Driven by a ruthless stage mother, young Ellen Evangeline Hovick and her sister Louise—who would become legendary stripper Gypsy Rose Lee—were forced into Vaudeville at an early age. Ms. Havoc was billed as "Baby June," and later "Dainty June" (as she got older).
Blonde, blue-eyed and pretty, she danced and sang and high-kicked her way through four shows a day on the Keith Orpheum Circuit and earned $1,500 a week (a fortune during the Depression—and still not bad today) for her family at the peak of her popularity.
June was not happy with the way she was portrayed in her sister's autobiography, and the two were long estranged. They reconciled shortly before Gypsy Rose Lee's death in 1970.
"All I wanted was the truth to be told," she told the New York Times in 2003. "That the little kid went out and killed the people." She tells vaudeville details in this interview.
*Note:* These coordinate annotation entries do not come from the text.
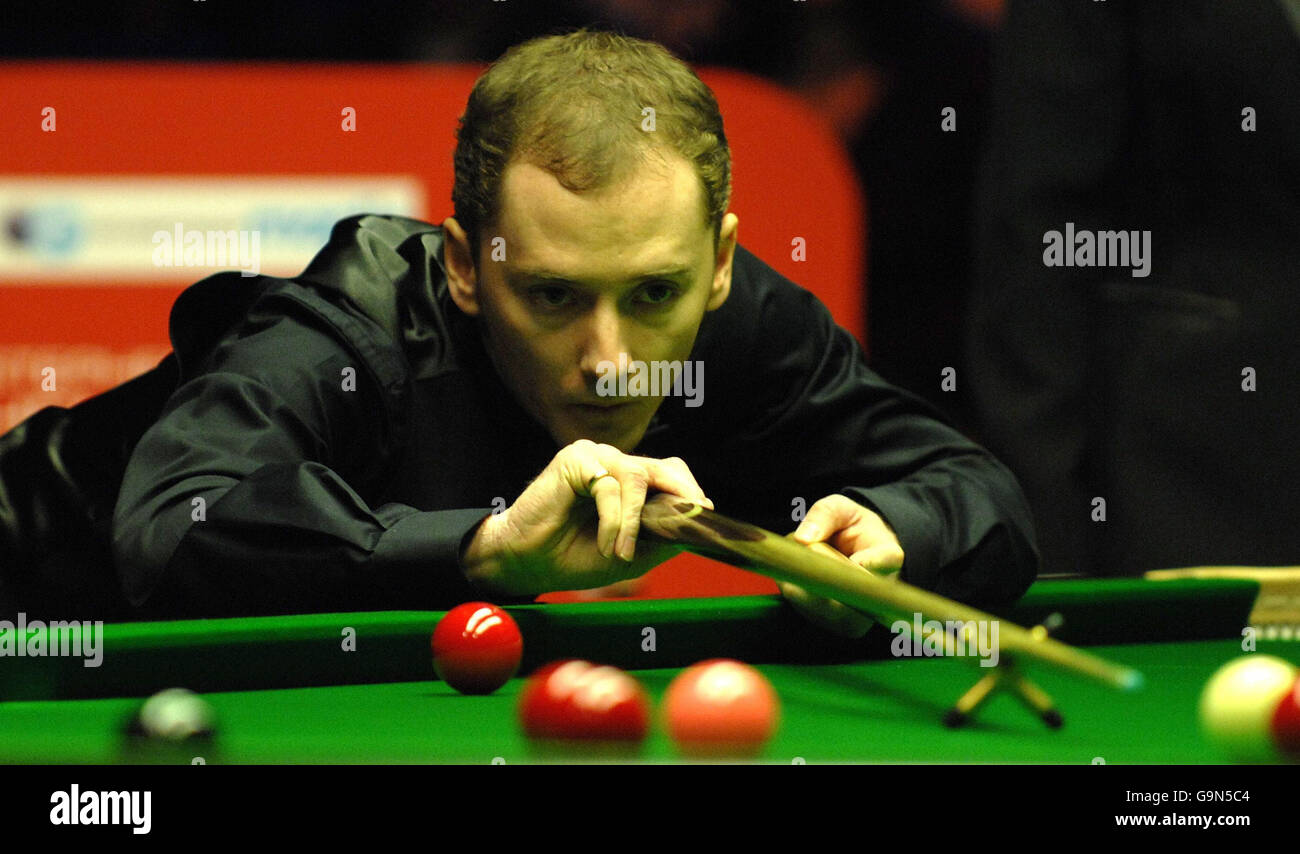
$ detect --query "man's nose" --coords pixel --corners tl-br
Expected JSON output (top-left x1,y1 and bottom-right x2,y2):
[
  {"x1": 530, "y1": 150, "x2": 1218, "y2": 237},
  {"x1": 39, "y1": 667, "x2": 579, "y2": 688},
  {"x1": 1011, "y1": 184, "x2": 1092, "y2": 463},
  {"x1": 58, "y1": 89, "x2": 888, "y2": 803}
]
[{"x1": 581, "y1": 303, "x2": 627, "y2": 376}]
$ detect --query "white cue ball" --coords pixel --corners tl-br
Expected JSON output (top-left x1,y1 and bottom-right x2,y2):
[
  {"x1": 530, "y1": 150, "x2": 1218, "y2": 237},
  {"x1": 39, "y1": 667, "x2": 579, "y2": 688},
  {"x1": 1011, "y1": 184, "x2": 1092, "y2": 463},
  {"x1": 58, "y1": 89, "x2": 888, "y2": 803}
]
[
  {"x1": 139, "y1": 688, "x2": 216, "y2": 741},
  {"x1": 1199, "y1": 654, "x2": 1297, "y2": 762}
]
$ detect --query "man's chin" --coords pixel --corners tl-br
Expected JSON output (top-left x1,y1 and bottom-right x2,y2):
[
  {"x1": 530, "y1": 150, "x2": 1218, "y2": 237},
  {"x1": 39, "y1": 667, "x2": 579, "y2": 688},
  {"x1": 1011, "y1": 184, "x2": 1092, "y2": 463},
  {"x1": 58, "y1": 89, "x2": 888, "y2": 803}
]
[{"x1": 551, "y1": 419, "x2": 650, "y2": 454}]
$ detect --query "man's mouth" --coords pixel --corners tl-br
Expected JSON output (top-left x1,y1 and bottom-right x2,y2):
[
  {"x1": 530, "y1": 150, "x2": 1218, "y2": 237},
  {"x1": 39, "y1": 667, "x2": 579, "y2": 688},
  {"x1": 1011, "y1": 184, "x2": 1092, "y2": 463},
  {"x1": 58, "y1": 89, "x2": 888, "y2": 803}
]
[{"x1": 572, "y1": 400, "x2": 632, "y2": 415}]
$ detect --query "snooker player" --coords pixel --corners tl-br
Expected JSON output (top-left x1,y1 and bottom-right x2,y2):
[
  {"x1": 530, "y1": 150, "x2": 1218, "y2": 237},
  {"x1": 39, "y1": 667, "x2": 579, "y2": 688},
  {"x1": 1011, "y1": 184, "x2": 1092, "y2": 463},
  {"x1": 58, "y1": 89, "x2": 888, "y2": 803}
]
[{"x1": 3, "y1": 31, "x2": 1037, "y2": 623}]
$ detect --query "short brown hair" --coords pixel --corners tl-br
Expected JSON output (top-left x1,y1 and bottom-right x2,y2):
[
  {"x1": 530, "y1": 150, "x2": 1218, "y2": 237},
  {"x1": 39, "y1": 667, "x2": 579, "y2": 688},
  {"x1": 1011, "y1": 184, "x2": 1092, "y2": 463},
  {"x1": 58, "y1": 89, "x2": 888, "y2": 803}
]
[{"x1": 451, "y1": 30, "x2": 731, "y2": 263}]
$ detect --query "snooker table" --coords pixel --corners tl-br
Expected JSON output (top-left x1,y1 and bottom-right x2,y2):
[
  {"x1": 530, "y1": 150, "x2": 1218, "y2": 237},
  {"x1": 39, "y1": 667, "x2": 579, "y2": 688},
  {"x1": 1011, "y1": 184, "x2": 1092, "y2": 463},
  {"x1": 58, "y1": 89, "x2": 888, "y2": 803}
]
[{"x1": 0, "y1": 578, "x2": 1300, "y2": 764}]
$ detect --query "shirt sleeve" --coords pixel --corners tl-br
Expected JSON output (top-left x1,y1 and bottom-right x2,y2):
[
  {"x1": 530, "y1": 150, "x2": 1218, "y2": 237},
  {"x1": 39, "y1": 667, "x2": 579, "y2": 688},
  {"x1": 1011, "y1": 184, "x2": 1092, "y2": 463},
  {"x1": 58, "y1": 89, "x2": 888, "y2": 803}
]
[
  {"x1": 707, "y1": 260, "x2": 1037, "y2": 606},
  {"x1": 113, "y1": 289, "x2": 491, "y2": 616}
]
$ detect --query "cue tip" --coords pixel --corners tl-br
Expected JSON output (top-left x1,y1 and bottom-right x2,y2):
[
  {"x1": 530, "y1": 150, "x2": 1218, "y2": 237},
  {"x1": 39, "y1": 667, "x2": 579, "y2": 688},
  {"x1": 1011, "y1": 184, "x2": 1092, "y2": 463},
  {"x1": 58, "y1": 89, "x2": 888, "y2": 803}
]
[{"x1": 1119, "y1": 671, "x2": 1147, "y2": 692}]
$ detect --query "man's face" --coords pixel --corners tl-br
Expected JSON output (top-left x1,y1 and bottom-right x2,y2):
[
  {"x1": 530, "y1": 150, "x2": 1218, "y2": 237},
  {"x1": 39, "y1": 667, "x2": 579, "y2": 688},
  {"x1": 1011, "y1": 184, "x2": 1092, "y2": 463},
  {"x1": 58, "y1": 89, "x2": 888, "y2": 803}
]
[{"x1": 447, "y1": 150, "x2": 737, "y2": 451}]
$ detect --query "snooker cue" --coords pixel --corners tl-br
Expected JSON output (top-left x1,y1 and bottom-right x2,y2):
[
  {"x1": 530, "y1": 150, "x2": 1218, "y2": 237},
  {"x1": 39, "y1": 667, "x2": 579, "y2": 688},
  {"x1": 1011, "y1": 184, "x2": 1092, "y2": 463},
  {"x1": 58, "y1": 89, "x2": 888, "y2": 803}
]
[{"x1": 641, "y1": 494, "x2": 1143, "y2": 690}]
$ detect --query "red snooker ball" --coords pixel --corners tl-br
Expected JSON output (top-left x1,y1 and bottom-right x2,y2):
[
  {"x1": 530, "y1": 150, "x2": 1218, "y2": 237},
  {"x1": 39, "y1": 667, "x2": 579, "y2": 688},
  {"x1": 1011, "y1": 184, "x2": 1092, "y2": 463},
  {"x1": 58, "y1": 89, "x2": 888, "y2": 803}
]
[
  {"x1": 663, "y1": 659, "x2": 780, "y2": 757},
  {"x1": 519, "y1": 659, "x2": 650, "y2": 742},
  {"x1": 1270, "y1": 677, "x2": 1300, "y2": 762},
  {"x1": 430, "y1": 602, "x2": 524, "y2": 694}
]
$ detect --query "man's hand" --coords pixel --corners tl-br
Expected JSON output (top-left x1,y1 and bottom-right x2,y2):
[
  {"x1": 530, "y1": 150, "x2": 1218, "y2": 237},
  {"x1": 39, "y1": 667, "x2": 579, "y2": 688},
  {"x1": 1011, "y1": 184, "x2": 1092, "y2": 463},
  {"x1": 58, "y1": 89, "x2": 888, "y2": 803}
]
[
  {"x1": 462, "y1": 439, "x2": 714, "y2": 595},
  {"x1": 777, "y1": 495, "x2": 904, "y2": 637}
]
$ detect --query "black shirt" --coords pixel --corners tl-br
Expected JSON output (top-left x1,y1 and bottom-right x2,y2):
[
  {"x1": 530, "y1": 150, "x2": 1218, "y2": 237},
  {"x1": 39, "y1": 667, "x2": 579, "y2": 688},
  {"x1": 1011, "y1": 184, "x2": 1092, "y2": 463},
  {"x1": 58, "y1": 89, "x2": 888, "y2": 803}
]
[{"x1": 98, "y1": 216, "x2": 1037, "y2": 616}]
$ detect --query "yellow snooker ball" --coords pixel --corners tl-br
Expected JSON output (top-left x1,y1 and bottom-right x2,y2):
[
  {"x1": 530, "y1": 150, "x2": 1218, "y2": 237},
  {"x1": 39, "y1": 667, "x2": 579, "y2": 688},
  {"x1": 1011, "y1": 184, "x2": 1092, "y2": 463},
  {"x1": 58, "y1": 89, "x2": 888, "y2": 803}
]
[{"x1": 1199, "y1": 654, "x2": 1297, "y2": 762}]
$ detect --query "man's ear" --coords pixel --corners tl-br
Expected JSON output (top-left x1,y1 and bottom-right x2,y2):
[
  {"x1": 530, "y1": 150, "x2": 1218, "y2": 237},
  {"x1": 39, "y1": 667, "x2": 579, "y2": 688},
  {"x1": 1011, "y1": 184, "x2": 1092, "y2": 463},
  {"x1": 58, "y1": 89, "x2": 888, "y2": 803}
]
[
  {"x1": 705, "y1": 213, "x2": 740, "y2": 311},
  {"x1": 442, "y1": 217, "x2": 480, "y2": 317}
]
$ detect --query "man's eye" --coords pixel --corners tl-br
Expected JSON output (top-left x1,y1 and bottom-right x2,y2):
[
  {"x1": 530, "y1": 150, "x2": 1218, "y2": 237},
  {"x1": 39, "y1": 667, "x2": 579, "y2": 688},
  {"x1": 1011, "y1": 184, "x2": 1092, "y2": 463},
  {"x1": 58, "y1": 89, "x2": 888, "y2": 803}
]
[
  {"x1": 528, "y1": 285, "x2": 573, "y2": 308},
  {"x1": 637, "y1": 282, "x2": 677, "y2": 305}
]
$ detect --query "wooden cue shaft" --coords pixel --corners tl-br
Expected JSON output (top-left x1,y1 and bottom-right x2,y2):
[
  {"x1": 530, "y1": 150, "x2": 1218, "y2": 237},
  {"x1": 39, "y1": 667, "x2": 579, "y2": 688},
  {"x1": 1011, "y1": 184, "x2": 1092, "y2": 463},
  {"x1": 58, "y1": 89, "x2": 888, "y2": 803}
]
[{"x1": 641, "y1": 494, "x2": 1141, "y2": 690}]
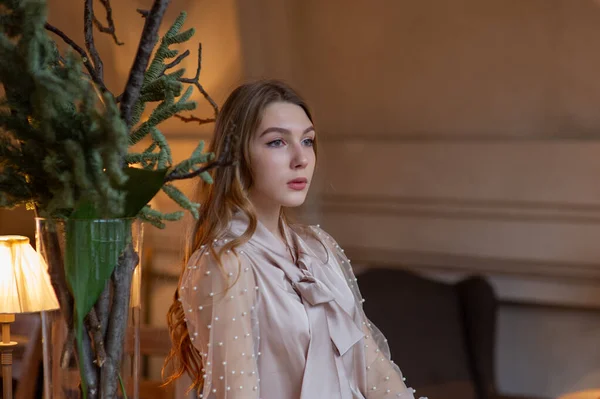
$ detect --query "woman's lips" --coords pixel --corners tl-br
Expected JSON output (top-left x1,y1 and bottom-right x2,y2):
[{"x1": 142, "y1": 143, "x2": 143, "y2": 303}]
[{"x1": 288, "y1": 179, "x2": 308, "y2": 191}]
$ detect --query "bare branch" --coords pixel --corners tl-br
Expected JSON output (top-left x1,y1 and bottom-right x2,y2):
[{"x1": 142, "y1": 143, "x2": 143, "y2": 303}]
[
  {"x1": 179, "y1": 43, "x2": 219, "y2": 119},
  {"x1": 45, "y1": 23, "x2": 108, "y2": 92},
  {"x1": 83, "y1": 0, "x2": 104, "y2": 82},
  {"x1": 119, "y1": 0, "x2": 171, "y2": 127},
  {"x1": 165, "y1": 127, "x2": 235, "y2": 183},
  {"x1": 94, "y1": 0, "x2": 125, "y2": 46},
  {"x1": 173, "y1": 114, "x2": 215, "y2": 125},
  {"x1": 136, "y1": 8, "x2": 150, "y2": 18}
]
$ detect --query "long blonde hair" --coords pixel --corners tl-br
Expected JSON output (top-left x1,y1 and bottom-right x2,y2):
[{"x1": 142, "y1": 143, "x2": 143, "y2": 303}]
[{"x1": 163, "y1": 80, "x2": 317, "y2": 391}]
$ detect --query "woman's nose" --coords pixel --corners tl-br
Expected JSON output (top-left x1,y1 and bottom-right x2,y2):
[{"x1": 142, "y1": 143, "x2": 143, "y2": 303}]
[{"x1": 292, "y1": 145, "x2": 308, "y2": 169}]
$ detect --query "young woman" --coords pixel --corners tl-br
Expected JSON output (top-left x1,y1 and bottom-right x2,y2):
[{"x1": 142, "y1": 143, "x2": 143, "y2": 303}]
[{"x1": 167, "y1": 81, "x2": 426, "y2": 399}]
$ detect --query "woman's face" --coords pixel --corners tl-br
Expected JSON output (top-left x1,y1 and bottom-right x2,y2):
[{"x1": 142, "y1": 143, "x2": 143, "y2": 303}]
[{"x1": 249, "y1": 102, "x2": 316, "y2": 209}]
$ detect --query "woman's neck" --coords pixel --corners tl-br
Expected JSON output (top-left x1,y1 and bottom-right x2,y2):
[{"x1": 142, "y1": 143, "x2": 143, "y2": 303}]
[{"x1": 253, "y1": 203, "x2": 285, "y2": 242}]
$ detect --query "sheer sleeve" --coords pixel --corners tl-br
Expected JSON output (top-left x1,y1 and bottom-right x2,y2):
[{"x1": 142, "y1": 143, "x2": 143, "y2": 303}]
[
  {"x1": 179, "y1": 244, "x2": 260, "y2": 399},
  {"x1": 313, "y1": 226, "x2": 427, "y2": 399}
]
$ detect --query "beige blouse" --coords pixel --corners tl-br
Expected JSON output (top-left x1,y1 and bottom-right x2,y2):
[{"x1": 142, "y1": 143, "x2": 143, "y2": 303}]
[{"x1": 179, "y1": 213, "x2": 426, "y2": 399}]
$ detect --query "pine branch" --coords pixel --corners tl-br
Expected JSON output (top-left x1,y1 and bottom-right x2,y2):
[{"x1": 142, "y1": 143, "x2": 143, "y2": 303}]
[
  {"x1": 94, "y1": 0, "x2": 125, "y2": 46},
  {"x1": 165, "y1": 129, "x2": 235, "y2": 183},
  {"x1": 173, "y1": 114, "x2": 215, "y2": 125},
  {"x1": 161, "y1": 50, "x2": 190, "y2": 75},
  {"x1": 119, "y1": 0, "x2": 171, "y2": 127}
]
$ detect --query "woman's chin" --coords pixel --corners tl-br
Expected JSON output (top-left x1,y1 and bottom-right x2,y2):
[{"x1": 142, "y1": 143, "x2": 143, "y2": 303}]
[{"x1": 281, "y1": 192, "x2": 306, "y2": 208}]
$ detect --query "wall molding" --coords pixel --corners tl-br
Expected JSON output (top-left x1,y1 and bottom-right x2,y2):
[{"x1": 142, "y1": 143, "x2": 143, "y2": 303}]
[
  {"x1": 319, "y1": 194, "x2": 600, "y2": 224},
  {"x1": 317, "y1": 133, "x2": 600, "y2": 144}
]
June once told a reporter: 'My sister was beautiful and clever -- and ruthless. My mother was endearing and adorable -- and lethal. They were the same person. I was the fool of the family. The one who thought I really was loved for me, for myself.''
June abandoned her stage mother Rose's world when she eloped at 13 with fellow performer Bobby Reed. The two teenagers scraped by entering, and winning, dance marathons.
Her film career began in 1942 and was littered with mainly "B" material. A few credits stood out, however, including the comedy "My Sister Eileen" and "Gentleman's Agreement," in which she played a racist secretary.
In 1963, Ms. Havoc turned her book "Early Havoc" into the play Marathon '33, which she both wrote and directed. Set in 1933, it starred Julie Harris as June. Ms. Havoc was nominated for a 1964 Tony Award as Best Director, and Harris as Best Actress in a Play. The show ran only 48 performances, but it did provide the basis for the hit movie "They Shoot Horses, Don't They?," set at a Depression-era dance marathon.